When the orthopedist had done all he could on McGarity’s arms, Swan amputated the ragged stump of the soldier’s right pinkie finger.  Then, in a final delicate and involved surgery, the neurologist performed a craniotomy, cutting though the top of the soldier’s forehead and lifting away the skull so that he could extract the shrapnel from the brain’s frontal lobes—damage that might have a lobotomizing effect.  Or worse.

For eight hours, the surgeons stood in their muddy boots on the concrete floor and did the best the could to repair Ken McGarity.  The next morning, Dr. Swan was not prepared for the grilling he would receive from his commanding officer.  “Why did you decide to treat the recent casualty so aggressively?”

His commanding officer continued:  “The next time you make a call, ask yourself what kind of life you’re condemning someone to.”
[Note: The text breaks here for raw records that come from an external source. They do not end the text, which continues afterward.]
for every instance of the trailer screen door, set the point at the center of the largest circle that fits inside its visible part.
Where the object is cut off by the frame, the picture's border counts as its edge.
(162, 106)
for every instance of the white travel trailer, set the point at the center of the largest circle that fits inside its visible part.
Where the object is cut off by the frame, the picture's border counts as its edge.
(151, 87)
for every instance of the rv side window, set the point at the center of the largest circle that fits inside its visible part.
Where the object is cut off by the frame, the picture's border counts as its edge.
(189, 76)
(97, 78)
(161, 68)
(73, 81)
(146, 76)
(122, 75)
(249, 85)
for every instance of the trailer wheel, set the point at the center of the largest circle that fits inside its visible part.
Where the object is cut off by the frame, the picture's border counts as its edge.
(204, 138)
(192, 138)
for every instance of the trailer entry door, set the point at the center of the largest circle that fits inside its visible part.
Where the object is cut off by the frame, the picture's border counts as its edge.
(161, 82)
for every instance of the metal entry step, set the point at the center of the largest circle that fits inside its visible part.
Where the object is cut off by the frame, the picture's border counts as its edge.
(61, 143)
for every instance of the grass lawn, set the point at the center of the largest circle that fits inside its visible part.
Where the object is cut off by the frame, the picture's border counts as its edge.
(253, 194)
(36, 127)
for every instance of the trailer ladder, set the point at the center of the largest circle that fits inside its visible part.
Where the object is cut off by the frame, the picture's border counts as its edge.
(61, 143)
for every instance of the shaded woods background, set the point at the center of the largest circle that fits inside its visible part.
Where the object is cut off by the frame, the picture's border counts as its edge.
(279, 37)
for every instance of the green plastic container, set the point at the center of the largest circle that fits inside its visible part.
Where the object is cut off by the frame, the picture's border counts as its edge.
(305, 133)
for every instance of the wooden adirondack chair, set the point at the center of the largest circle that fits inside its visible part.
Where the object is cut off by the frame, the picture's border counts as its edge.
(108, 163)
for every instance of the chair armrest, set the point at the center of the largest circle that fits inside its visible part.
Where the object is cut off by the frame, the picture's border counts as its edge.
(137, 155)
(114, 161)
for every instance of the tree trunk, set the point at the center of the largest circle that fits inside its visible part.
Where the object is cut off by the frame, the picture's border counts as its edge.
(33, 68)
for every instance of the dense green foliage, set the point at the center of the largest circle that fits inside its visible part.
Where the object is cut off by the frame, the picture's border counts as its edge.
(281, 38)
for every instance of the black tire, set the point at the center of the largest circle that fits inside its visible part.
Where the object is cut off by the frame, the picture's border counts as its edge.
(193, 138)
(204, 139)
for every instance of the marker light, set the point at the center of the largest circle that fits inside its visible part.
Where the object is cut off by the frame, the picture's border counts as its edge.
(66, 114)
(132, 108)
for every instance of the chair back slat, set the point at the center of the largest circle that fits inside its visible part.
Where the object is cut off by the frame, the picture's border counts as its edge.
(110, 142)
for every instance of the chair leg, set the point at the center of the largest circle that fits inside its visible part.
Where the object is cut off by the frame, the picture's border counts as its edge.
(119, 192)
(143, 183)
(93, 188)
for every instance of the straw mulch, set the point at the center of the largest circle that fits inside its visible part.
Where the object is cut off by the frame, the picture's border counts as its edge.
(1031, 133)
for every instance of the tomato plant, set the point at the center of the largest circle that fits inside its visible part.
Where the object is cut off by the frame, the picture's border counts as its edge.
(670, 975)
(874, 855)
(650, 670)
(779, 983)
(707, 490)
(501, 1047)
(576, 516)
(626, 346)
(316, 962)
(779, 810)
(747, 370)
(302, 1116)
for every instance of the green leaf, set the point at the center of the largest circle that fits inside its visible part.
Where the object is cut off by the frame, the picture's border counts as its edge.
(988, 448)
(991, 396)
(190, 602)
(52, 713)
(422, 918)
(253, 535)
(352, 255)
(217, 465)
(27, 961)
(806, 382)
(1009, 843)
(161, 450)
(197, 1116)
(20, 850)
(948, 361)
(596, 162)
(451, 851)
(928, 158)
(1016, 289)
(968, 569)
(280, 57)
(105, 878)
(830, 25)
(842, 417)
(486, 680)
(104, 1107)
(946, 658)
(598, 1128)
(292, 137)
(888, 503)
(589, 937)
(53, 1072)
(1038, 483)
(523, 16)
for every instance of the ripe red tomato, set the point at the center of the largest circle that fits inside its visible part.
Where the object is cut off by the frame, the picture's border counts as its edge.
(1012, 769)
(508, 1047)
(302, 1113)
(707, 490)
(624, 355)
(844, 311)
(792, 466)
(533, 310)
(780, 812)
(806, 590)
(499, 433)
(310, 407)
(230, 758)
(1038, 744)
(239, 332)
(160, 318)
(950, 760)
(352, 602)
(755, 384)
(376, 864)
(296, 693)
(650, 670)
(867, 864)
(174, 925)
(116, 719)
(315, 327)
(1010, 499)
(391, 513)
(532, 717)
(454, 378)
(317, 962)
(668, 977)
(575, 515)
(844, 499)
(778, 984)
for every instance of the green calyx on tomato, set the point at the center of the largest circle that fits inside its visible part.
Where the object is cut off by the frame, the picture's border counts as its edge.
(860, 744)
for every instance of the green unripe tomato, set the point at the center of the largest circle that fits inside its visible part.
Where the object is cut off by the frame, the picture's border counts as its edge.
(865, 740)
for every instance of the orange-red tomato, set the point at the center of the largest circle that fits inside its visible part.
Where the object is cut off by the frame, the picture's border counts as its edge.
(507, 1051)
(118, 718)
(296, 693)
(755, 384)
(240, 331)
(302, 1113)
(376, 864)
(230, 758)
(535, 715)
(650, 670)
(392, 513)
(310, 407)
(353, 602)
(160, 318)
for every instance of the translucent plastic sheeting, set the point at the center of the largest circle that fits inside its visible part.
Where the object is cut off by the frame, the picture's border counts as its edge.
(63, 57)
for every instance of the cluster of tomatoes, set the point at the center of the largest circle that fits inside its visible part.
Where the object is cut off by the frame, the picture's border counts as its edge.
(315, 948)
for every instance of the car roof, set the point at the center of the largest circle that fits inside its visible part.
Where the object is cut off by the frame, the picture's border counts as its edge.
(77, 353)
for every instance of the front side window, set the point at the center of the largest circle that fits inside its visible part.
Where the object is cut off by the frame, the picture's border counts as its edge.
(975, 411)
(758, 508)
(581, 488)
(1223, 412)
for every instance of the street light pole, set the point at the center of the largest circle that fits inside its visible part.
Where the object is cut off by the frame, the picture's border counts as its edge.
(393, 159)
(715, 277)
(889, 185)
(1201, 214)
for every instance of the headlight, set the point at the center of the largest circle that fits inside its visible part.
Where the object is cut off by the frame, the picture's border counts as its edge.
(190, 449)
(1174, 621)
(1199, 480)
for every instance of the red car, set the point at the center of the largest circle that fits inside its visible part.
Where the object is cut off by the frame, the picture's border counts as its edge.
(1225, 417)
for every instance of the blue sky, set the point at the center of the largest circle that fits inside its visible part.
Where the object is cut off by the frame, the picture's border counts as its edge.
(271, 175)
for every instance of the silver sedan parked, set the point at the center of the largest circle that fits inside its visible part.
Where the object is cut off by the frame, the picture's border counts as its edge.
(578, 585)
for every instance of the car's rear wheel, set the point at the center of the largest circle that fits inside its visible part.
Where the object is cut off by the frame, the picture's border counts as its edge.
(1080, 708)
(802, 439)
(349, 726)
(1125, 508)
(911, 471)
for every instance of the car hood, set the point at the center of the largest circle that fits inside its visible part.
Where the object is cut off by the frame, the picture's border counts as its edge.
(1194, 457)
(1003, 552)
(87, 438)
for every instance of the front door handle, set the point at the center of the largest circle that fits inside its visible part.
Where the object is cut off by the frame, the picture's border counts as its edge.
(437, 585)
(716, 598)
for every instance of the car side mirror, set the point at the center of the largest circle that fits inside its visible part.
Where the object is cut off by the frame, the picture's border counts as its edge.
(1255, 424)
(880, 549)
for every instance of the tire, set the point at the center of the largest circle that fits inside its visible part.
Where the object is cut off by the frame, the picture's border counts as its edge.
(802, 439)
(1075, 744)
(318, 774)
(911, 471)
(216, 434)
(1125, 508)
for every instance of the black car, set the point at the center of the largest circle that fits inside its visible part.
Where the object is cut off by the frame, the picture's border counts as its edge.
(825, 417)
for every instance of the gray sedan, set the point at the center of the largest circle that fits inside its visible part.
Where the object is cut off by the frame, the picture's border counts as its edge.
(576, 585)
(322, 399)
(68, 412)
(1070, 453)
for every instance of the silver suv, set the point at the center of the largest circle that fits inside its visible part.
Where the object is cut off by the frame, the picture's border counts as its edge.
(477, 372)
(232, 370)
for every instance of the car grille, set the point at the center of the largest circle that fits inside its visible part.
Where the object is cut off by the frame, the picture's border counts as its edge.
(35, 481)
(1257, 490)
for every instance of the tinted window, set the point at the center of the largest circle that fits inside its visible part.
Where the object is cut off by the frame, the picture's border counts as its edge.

20 years later in 1989, Peter McPherson, a young freelance journalist, called Dr. Kenneth Swan, then a professor of surgery at the University of Medicine and Dentistry of New Jersey.  During his interview with Swan, he asked: “What was the toughest case of your career?”

After telling McPherson about McGarity, he said, “He made it back to the States, that’s all I know.”  He still felt the words of his commanding officer and felt guilt for what he had probably put this young man through.

After the article by the reporter appeared, readers wanted to know what happened to the soldier.  So McPherson and Swan set out to find out.  Two years later, in July of 1991, Dr. Swan finally learned about his former patient, Kenneth McGarity. He now lived in Columbus, Georgia.  He had a wife and two daughters, had completed his high school education, attended Auburn University and had learned to scuba dive.

I’m left with a question:  How did Kenneth McGarity manage to put a life together against such great odds?  How was he able to push past obvious barriers in order to do so?  These people inspire us when we feel limited by our own set of circumstances.

I think of a friend in Ohio who has a vibrant faith but also has an alcoholic son that is killing himself.  During one of our visits to her home we saw his her son’s car parked outside their home and could see where he had driven it through a mailbox coming home drunk the night before. She still maintained her joy in Christ.

I think of an older gentleman in a former church who never let age or anything keep him from the Food Pantry when it was our month to serve.  He mowed his elderly neighbor’s yards each week and kept most of the our church steeped in tomatoes and green beans during the summer.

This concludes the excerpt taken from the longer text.